Where To Find The Best Analysis Of This Election Cycle

So far, the single best commentator on the current election cycle and its potential aftermath is the attorney Robert Barnes, who by his account for much of his life has had a sideline of betting on elections. He doesn't have a blog, he doesn't normally write for independent media, and he doesn't have his own YouTube channel.

However, he regularly appears in joint YouTube videos with Richard Barris, an independent pollster and under-the-radar pundit who has a YouTube channel called People's Pundit Daily.
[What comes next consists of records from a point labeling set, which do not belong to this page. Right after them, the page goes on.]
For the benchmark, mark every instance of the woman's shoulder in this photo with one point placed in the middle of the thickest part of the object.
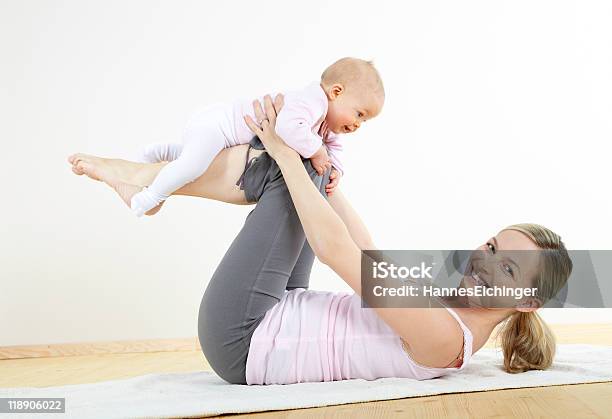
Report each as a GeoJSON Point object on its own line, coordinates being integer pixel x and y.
{"type": "Point", "coordinates": [450, 347]}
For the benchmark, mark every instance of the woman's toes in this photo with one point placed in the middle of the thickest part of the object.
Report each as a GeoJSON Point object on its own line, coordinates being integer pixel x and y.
{"type": "Point", "coordinates": [155, 210]}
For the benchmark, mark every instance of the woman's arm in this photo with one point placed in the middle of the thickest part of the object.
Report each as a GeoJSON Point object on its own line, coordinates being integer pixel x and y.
{"type": "Point", "coordinates": [357, 229]}
{"type": "Point", "coordinates": [332, 243]}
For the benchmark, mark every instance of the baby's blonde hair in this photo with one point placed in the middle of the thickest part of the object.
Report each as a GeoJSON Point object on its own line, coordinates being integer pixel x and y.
{"type": "Point", "coordinates": [354, 74]}
{"type": "Point", "coordinates": [527, 342]}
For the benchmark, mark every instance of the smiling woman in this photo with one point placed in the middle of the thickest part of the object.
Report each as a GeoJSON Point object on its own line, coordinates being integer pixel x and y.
{"type": "Point", "coordinates": [259, 323]}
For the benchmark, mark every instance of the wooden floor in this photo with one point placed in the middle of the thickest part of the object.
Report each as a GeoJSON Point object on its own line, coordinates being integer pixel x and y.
{"type": "Point", "coordinates": [572, 401]}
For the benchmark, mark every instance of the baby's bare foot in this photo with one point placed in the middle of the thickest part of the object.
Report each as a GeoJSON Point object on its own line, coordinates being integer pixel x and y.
{"type": "Point", "coordinates": [104, 170]}
{"type": "Point", "coordinates": [155, 210]}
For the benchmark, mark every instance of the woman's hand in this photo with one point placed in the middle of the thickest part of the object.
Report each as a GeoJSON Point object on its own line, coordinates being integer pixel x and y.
{"type": "Point", "coordinates": [274, 144]}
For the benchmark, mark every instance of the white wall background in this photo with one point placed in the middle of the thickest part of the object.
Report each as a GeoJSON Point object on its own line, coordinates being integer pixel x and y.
{"type": "Point", "coordinates": [497, 112]}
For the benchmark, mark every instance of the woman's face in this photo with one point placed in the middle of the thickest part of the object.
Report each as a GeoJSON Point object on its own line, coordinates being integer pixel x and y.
{"type": "Point", "coordinates": [508, 259]}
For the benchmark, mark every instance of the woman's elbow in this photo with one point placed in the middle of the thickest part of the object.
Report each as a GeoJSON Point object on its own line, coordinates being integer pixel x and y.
{"type": "Point", "coordinates": [323, 249]}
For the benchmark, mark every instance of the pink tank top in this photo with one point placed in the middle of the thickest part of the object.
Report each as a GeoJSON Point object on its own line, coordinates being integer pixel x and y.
{"type": "Point", "coordinates": [314, 336]}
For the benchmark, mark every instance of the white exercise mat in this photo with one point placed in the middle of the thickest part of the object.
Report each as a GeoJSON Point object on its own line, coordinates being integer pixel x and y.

Barnes also appears in joint YouTube videos with a Montreal attorney on a channel called Viva Frei. Before the current election cycle, Barnes also offered insights there into well-publicized cases involving the Covington, KY Catholic schoolboys and General Michael Flynn.
The Viva Frei commentator, as in the video above, also offers independent commentary on the current election cycle without Barnes.

However, for the past several days, Barnes has gone silent, which suggests he's very busy with something. Another attorney who's given good recent commentary on the current state of legal play is Robert Gruler on the YouTube channel of R&R Law Group, a criminal defense practice in Arizona.

There's a very good analyst of the specific legal actions under way in places like Michigan and Pennsylvania by a pseudonymous writer who goes by the name Shipwreckedcrew at the Red State blog, for instance here.

In trying to build my own model of events that can help me put things into place as they occur, I've started with a remark by Robert Barnes on Richard Baris's stream in the days immediately after the election that, although the Trump campaign can insist on recounts and recanvasses in the critical states, the level of manipulation has created a "mess" that can't be rectified by what might be called "point solutions". The problem goes beyond x votes miscounted in precinct y, or x * a votes miscounted in z precincts.

And even if the problem could theoretically be addressed by recanvass or recount, there's no time to accomplish this credibly before the elections can be certified and the electors vote on the president. Thus, while the Trump campaign may make a good-faith effort to accomplish this, the ony effective strategy will be either to have the US Supreme Court (or applicable state supreme courts) declare enough state elections invalid to result in neither presidential candidate receiving an electoral majority, with the outcome resolved in the House of Representatives -- or to have the state legislatures involved name their own slates of electors, as opposed to the slate elected in the invalid elections.

I'll have more to say on this view of the state of play as events develop.